I used to work in a non-medical capacity in the NHS, and I would regularly encounter consultants who had knowingly been doing things that were illegal. (Sometimes it was an entire unit, in which case I had to deal with the CEO). I was only junior but my boss was cowardly, and basically asked me to tell them that they couldn't do these things any more, and to liaise with all the other appropriate organisations to get a line of action and communciation 'straight'. I ended up in the office for 10 hours a day, while my bosses, who were literally paid four times what I was, did a 10-5 day of meetings, and then delegated all the actual work.

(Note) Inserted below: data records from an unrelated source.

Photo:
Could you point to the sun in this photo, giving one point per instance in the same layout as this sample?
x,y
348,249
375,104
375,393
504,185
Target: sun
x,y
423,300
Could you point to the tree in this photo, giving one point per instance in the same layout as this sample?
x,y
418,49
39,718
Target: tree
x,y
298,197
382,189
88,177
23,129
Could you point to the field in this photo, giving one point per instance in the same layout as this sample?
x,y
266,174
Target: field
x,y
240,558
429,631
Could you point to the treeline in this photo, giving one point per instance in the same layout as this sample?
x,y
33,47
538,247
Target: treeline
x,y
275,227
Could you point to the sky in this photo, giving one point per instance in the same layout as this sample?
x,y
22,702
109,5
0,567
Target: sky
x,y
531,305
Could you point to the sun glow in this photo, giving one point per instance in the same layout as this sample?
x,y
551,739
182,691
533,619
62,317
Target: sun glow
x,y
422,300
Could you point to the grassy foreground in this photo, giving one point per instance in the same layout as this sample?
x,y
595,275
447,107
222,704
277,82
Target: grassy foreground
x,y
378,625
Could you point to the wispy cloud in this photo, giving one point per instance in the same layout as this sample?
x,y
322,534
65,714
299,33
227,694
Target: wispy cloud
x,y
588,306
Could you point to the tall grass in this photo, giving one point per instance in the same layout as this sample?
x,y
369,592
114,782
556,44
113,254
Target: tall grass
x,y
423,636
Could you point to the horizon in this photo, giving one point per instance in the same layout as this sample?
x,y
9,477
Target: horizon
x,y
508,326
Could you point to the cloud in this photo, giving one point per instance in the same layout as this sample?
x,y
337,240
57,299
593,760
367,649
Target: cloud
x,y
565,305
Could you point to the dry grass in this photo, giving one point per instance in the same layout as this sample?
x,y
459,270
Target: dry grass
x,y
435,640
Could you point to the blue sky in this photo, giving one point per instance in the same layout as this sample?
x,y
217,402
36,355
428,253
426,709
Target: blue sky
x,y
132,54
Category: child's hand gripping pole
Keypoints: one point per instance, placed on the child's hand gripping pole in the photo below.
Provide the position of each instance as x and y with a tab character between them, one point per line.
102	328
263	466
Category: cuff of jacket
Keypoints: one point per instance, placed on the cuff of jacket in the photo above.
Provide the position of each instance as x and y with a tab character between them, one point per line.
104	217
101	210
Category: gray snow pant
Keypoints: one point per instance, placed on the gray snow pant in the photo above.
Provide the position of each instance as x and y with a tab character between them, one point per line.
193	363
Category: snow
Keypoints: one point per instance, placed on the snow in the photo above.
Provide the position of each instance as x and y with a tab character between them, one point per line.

Almost all of those questioned threw a tantrum, told me that I didn't know what I was talking about and had no right to tell them what to do. They would write public information letters trying to cast the blame for investigations onto other bodies. CEOs were even worse. There is a real problem that goes very deep in the culture, and it goes beyond 'cover ups' - we have a lot of very arrogant senior medical professionals and managers who quite simply don't listen or answer to anyone. (And they honestly don't think they could possibly be wrong - I remember one once telling me 'Oh Holly, you have to understand that there are a load of people who just interfere with us on the grounds of ethics. We just don't tell them anything or they stop us doing it. They're just keeping themselves in a job'). Across the country, everyone does a load of stuff differently, and in many areas there isn't a proper way of collecting information so that you can compare across services.
It's a bloody mess is what it is.
I truly believe that the only way to fix it is to recruit a much broader spectrum of people in class terms in medical education, and to ensure that the people doing the job are there for the right reasons (i.e. they are filled with a desire to serve the public, and not to make money). We also need to stop treating the NHS as a load of loosely joined local services, and start looking at more national standardization.